Bu yılın ilk yarısının ağırlıklı gündemi (Allah başka dert keder vermezse) 31 Mart 2024 de yapılacak yerel seçimler olacak. Yerel seçimlerin, genel seçimlerden farkı, bu seçimlerde Adayın ön plana çıkması, partiden çok adayın sonucu belirlemesi. Şubat başına kadar adayların belirlenmesi gerekir. Ancak görünen o ki aday konusunda en sıkıntılı iktidar partisi.
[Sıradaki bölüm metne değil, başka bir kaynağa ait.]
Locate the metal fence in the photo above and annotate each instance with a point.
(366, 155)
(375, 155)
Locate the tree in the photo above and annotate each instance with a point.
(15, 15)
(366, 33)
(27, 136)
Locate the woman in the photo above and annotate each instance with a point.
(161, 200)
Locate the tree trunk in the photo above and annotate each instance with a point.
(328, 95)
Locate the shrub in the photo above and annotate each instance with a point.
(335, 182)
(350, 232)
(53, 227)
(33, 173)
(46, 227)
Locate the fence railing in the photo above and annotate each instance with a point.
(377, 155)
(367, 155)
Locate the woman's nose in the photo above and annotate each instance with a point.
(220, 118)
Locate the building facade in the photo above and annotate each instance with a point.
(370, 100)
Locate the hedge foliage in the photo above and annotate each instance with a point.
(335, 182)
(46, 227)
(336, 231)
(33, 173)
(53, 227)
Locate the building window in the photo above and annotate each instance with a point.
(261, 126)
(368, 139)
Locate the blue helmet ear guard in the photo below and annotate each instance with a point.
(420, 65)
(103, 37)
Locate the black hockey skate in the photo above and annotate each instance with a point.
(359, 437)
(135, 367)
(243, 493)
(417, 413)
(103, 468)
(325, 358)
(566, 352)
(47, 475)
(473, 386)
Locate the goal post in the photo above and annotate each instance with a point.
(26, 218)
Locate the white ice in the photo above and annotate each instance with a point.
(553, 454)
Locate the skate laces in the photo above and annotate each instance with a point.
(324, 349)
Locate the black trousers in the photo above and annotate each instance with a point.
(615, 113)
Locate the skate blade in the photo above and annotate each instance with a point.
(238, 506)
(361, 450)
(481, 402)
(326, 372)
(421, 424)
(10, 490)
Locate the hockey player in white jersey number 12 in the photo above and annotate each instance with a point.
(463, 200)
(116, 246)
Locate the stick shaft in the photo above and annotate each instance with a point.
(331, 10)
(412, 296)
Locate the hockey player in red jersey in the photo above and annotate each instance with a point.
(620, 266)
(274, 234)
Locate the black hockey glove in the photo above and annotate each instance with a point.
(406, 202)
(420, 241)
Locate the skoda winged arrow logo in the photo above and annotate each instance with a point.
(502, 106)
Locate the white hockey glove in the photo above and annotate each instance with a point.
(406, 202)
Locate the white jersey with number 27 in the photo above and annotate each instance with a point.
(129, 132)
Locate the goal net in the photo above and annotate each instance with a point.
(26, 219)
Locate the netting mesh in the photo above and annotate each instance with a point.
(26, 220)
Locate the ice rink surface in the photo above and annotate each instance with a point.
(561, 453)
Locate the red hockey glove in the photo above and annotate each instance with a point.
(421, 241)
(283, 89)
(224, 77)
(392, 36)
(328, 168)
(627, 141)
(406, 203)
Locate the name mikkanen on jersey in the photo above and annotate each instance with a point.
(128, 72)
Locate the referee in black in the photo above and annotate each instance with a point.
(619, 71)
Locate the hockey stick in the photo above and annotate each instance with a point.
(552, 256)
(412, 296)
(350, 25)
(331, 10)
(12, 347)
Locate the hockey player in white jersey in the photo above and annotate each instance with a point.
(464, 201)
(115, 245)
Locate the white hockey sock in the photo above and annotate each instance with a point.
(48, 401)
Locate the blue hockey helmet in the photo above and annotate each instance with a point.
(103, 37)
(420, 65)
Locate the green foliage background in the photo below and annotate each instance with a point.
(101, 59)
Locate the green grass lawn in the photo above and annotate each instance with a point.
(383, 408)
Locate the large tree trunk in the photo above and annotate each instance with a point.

Daha önceki yerel seçimlerde kaybettiği büyük şehirleri kazanmak istiyor ama görünen o ki aday belirlemede çok sıkıntı var. En önem verdikleri İstanbul’da İmamoğlu’nun karşısına çıkartacak bir aday bulamadılar, Ankara, İzmir için doğru dürüst bir isim yok. CHP açısından Ankara, İstanbul’da mevcut başarılı başkanlarla seçime gidilirken, şehrimiz İzmir açısından bir belirsizlik var. Tunç Soyer ismi hala tartışmalı. Dilerim kısa sürede bu konu bir açıklığa kavuşur. 

*** 

Dünya açısından baktığımızda çevre sorunları ve felaketleri üstümüze üstümüze geliyor. Küresel Isınma, çevre kirliliğinin yarattığı sorunlar giderek dünyanın sonunu getirecek hale geliyor yani yedinci büyük yok oluş kapımızda. İnsanoğlunun hırsları bitmiyor. Küresel ekonomi de huzurlu değil. Ancak çeşitli nedenlerle savaşlar, saldırılar ara vermeden devam ediyor. Özellikle Ortadoğu bir türlü huzur bulmuyor.  Ülkemiz ve dünya açısından bu yılın nasıl geçeceğinin belirtileri pek hayırlı sinyaller vermiyor. Bittiğinde “iyi bir yıldı” diyebilme dileğiyle.